Human circadian phototransduction threshold
Another important characteristic of human circadian phototransduction is its high threshold for activation relative to visual phototransduction. Much more light is needed to entrain or disrupt the cycling of the biological clock than is needed for vision. In contrast, mice are some 3000 times more sensitive to circadian-effective light than humans. (6) This species difference cannot be explained without an understanding of the neurophysiology.
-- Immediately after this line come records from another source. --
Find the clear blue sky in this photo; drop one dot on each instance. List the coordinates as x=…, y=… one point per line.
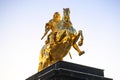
x=22, y=25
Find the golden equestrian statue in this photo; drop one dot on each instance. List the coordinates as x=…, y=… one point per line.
x=60, y=40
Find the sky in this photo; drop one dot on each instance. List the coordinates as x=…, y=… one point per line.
x=22, y=25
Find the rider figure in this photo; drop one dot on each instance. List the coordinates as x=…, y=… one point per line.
x=53, y=25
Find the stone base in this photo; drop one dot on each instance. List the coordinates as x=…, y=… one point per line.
x=62, y=70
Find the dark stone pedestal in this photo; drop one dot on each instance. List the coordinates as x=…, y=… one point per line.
x=69, y=71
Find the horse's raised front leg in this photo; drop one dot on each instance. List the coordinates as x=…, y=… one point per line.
x=81, y=38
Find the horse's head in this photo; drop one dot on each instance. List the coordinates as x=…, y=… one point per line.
x=66, y=14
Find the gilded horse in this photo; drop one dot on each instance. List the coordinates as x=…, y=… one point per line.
x=65, y=38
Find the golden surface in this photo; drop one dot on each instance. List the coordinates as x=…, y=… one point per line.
x=60, y=40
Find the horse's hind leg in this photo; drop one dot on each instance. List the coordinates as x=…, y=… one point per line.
x=40, y=67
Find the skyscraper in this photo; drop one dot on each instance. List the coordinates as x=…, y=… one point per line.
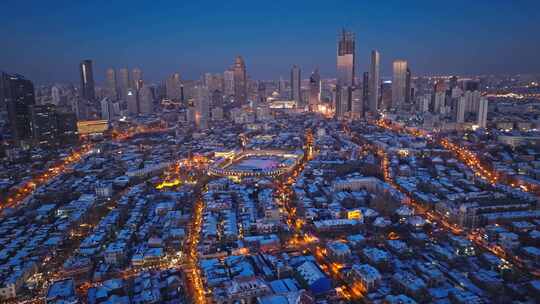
x=460, y=111
x=482, y=112
x=136, y=79
x=56, y=94
x=374, y=82
x=295, y=85
x=110, y=83
x=106, y=109
x=345, y=73
x=399, y=83
x=146, y=100
x=123, y=83
x=261, y=93
x=240, y=80
x=17, y=93
x=213, y=82
x=44, y=124
x=87, y=80
x=202, y=108
x=282, y=87
x=408, y=88
x=346, y=60
x=314, y=90
x=132, y=100
x=228, y=82
x=173, y=87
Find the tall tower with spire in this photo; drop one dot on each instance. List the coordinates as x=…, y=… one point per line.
x=240, y=80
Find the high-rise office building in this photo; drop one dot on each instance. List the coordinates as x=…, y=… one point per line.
x=399, y=83
x=460, y=109
x=106, y=109
x=173, y=87
x=295, y=85
x=357, y=108
x=408, y=87
x=346, y=62
x=136, y=79
x=314, y=90
x=365, y=92
x=374, y=81
x=343, y=101
x=132, y=100
x=44, y=124
x=261, y=93
x=123, y=83
x=482, y=112
x=67, y=127
x=282, y=87
x=146, y=100
x=87, y=80
x=472, y=101
x=439, y=102
x=240, y=80
x=110, y=84
x=202, y=108
x=213, y=82
x=56, y=94
x=17, y=94
x=228, y=82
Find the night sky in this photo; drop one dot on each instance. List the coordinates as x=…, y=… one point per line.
x=45, y=40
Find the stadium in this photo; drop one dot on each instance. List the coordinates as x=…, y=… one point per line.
x=254, y=163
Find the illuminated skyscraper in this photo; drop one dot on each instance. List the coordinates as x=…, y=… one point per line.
x=345, y=73
x=295, y=85
x=146, y=100
x=482, y=112
x=314, y=90
x=110, y=83
x=123, y=83
x=374, y=82
x=460, y=111
x=240, y=80
x=132, y=101
x=228, y=82
x=202, y=108
x=408, y=87
x=136, y=79
x=346, y=59
x=173, y=87
x=87, y=80
x=399, y=83
x=17, y=94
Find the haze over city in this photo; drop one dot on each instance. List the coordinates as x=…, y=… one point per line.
x=461, y=37
x=270, y=152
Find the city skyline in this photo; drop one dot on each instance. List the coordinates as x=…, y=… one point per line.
x=270, y=152
x=475, y=43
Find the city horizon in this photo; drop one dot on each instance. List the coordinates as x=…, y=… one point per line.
x=470, y=40
x=263, y=153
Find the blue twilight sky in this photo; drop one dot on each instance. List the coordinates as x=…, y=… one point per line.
x=45, y=40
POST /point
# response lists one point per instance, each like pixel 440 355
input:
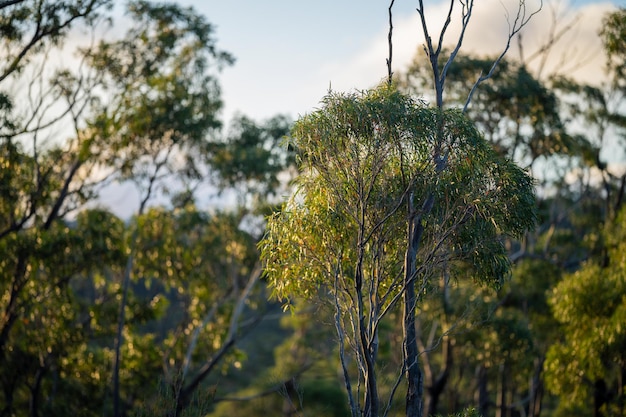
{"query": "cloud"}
pixel 577 52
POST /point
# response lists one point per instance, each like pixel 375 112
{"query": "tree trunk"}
pixel 415 383
pixel 536 389
pixel 438 385
pixel 501 395
pixel 481 396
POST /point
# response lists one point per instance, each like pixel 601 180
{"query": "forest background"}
pixel 167 311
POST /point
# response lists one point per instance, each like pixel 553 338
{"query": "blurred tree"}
pixel 587 366
pixel 364 159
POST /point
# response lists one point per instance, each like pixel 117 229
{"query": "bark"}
pixel 536 389
pixel 438 384
pixel 415 382
pixel 481 397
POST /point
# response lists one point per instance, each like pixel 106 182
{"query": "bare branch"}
pixel 521 20
pixel 389 40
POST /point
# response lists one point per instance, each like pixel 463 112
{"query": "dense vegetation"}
pixel 413 232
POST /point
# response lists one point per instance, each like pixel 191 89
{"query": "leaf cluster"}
pixel 364 158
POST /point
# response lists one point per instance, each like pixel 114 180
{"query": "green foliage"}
pixel 362 157
pixel 165 92
pixel 251 156
pixel 590 305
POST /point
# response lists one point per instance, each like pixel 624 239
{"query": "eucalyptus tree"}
pixel 367 173
pixel 139 108
pixel 585 368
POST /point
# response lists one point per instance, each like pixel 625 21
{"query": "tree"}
pixel 586 367
pixel 367 173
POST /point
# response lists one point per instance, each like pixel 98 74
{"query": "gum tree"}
pixel 392 195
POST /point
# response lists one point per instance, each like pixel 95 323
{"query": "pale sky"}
pixel 289 52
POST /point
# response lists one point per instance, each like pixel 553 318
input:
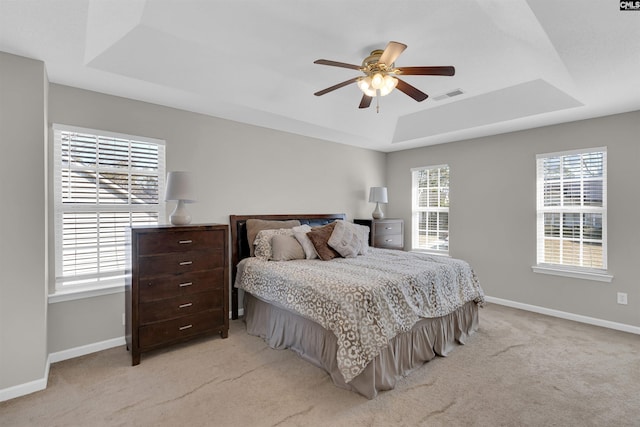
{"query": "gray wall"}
pixel 240 169
pixel 23 234
pixel 493 212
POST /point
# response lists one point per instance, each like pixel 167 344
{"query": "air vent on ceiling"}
pixel 449 94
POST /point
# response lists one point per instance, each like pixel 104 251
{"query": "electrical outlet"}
pixel 622 298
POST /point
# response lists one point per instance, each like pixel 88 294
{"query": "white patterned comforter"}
pixel 367 300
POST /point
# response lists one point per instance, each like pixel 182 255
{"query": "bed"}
pixel 367 320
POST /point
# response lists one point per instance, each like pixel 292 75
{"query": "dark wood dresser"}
pixel 384 233
pixel 178 285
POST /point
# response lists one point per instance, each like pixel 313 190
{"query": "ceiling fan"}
pixel 380 75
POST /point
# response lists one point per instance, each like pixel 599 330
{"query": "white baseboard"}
pixel 26 388
pixel 59 356
pixel 41 384
pixel 85 349
pixel 564 315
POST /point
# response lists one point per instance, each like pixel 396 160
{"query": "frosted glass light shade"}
pixel 180 188
pixel 378 195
In mice, there is a direct connection between rod bipolar neurons (which are not spectrally opponent) and ipRGCs, making this species very sensitive to light for both the visual and the circadian systems. (7) Like mice, rods in humans provide the visual system’s high sensitivity to light, but in contrast to mice, the rods’ signals do not reach the ipRGCs directly. Rather, in humans, rods stimulate inhibitory amacrine cells, another type of retinal neuron, that functionally hold the ipRGC response to light in check, thereby elevating threshold until the relatively low-sensitive cones come into play, themselves inhibiting rod signals.
References:
6.Bullough JD, Rea MS, Figueiro MG. Of mice and women: Light as a circadian stimulus in breast cancer research. Cancer Causes Control. 2006;17(4):375-83.
7.Rea MS, Nagare R, Figueiro MG. Modeling circadian phototransduction: Retinal neurophysiology and neuroanatomy. Front Neurosci. 2021;14:1467.
CS model of today and tomorrow
By taking these basic neurophysiological insights into account, it was possible to construct a quantitative framework, or model, to characterize light as a stimulus for the circadian system. (7) We were able to use this model to predict a wide variety of data without post-hoc and unconstrained adjustments to the model terms or coefficients. (8)
And it was there we decided to stop.
This does not mean that the model of circadian phototransduction is forever complete or unchanging. Quite the contrary, models are particularly useful for generating new, testable hypotheses, the results of which can and should inform revisions to a model. The CS model is no different in this regard.
References:
7.Rea MS, Nagare R, Figueiro MG. Modeling circadian phototransduction: Retinal neurophysiology and neuroanatomy. Front Neurosci. 2021;14:1467.
8.Rea MS, Nagare R, Figueiro MG. Modeling circadian phototransduction: Quantitative predictions of psychophysical data. Front Neurosci. 2021;15:44.